To get a constitutional amendment on the November ballot, legislators would have to act by August. “If the amendment doesn’t work, everything else unravels,” said Mr. Healey.
Even with the commission’s recommendations, New Jersey has a daunting task to repair its pension system and to improve its budgeting process to which the pension system is inextricably linked.
“If you keep borrowing money and keep underfunding the pension system, it catches up with you,” said Richard Ravitch, a board member of the Volcker Alliance, a non-profit group chaired by Paul Volcker, former chairman of the board of governors of the Federal Reserve System.
“The fundamental problem is that you need sufficient revenue to keep the promises you made,” said Mr.
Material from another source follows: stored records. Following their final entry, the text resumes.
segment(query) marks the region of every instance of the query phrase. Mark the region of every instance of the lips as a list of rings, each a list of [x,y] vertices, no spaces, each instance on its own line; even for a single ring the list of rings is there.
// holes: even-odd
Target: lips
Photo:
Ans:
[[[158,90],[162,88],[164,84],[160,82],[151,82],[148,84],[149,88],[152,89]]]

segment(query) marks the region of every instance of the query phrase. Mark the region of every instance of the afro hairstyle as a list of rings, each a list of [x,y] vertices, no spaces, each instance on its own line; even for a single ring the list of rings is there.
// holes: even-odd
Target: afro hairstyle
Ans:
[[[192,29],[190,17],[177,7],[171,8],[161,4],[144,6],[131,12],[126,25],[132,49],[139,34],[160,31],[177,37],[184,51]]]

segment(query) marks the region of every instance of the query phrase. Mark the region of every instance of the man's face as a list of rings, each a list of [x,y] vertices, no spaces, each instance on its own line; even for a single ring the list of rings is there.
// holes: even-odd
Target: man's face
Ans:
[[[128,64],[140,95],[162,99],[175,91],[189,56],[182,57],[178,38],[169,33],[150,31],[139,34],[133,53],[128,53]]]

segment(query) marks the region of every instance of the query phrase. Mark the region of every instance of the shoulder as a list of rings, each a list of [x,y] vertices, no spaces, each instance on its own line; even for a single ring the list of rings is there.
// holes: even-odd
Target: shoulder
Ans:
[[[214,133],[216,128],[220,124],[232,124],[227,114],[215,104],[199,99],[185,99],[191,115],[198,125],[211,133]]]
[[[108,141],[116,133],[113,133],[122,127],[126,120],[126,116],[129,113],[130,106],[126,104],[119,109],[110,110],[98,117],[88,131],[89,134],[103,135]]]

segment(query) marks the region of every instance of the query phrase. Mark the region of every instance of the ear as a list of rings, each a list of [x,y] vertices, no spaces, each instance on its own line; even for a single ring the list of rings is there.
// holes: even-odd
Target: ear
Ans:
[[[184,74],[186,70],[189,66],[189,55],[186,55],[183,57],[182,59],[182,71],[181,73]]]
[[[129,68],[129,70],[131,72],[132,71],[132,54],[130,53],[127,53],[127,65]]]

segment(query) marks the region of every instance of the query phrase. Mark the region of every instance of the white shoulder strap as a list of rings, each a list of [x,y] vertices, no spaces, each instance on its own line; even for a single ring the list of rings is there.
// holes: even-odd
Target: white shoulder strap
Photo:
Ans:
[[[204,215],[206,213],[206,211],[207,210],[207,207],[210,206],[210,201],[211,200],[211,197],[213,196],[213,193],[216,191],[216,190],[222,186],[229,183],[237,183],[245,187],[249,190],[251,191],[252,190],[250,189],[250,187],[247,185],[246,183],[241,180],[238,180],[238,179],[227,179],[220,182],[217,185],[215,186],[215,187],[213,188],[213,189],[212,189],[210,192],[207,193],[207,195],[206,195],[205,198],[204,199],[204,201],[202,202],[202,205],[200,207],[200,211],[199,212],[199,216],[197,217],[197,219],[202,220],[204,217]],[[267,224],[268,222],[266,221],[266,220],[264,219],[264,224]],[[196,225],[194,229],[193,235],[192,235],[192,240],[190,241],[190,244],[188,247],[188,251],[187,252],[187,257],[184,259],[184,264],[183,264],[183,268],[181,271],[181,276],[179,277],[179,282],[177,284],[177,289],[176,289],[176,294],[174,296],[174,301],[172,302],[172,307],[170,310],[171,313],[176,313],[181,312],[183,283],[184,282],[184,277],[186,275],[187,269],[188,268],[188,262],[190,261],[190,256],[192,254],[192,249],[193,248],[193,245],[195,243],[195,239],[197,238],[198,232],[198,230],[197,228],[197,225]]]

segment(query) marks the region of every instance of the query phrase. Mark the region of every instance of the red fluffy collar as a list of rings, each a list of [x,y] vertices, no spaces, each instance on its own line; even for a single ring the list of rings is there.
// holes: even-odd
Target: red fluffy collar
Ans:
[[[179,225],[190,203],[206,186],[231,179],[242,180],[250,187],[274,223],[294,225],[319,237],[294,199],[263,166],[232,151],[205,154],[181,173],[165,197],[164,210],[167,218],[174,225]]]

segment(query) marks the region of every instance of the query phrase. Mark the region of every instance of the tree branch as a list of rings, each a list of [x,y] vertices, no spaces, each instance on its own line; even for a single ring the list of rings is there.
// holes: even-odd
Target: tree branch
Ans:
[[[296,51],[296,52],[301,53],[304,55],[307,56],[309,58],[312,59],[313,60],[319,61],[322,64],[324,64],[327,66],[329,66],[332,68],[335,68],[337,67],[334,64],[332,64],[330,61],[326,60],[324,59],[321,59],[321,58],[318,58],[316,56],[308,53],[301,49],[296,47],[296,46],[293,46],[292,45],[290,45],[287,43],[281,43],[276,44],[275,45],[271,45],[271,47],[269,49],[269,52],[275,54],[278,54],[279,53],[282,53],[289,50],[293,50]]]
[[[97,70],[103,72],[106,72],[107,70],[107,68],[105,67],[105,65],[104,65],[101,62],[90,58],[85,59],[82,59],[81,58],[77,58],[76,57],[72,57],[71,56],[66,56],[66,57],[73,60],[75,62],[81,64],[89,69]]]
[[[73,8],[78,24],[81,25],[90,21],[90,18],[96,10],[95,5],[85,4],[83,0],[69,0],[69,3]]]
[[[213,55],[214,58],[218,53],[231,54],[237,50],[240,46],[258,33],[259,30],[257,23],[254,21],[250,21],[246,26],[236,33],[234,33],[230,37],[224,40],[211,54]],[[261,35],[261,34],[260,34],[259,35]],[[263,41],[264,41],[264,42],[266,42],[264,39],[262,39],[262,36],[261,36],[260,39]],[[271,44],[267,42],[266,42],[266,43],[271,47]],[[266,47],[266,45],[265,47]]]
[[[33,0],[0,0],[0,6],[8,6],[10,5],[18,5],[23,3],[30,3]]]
Ravitch.
The Volcker Alliance studies ways to improve the fiscal health of states and local governments, and it recently issued a report that sharply criticized New Jersey’s budgeting process.
“For decades, governors of both parties have balanced New Jersey’s budgets by declining to put aside the amount of money actuaries say is necessary, on an annual basis, to ensure that the state will be capable of covering future promised benefits,” said the June 8 report.
New Jersey has balanced budgets by “shifting resources intended for other programs to the general fund and increased its reliance on borrowing,” the report said. “Repeated optimistic revenue forecasts have resulted in midyear adjustments that are not subject to the usual legislative budgeting process.”
The report also noted Mr. Christie’s decision in the 2014 fiscal year to make a state payment to the pension fund of $696 million instead of the promised $1.58 billion as well as the governor’s reducing the promised payment for the 2015 fiscal year.
“These further deferrals will make it even more difficult for future budgets to accommodate the needed pension payments,” the report said.
The governor’s withholding of some payments for the 2014 and 2015 fiscal years have survived court challenges by unions.
The unions are suing Mr. Christie over the 2016 fiscal year pension payment. This case is pending with no oral arguments scheduled.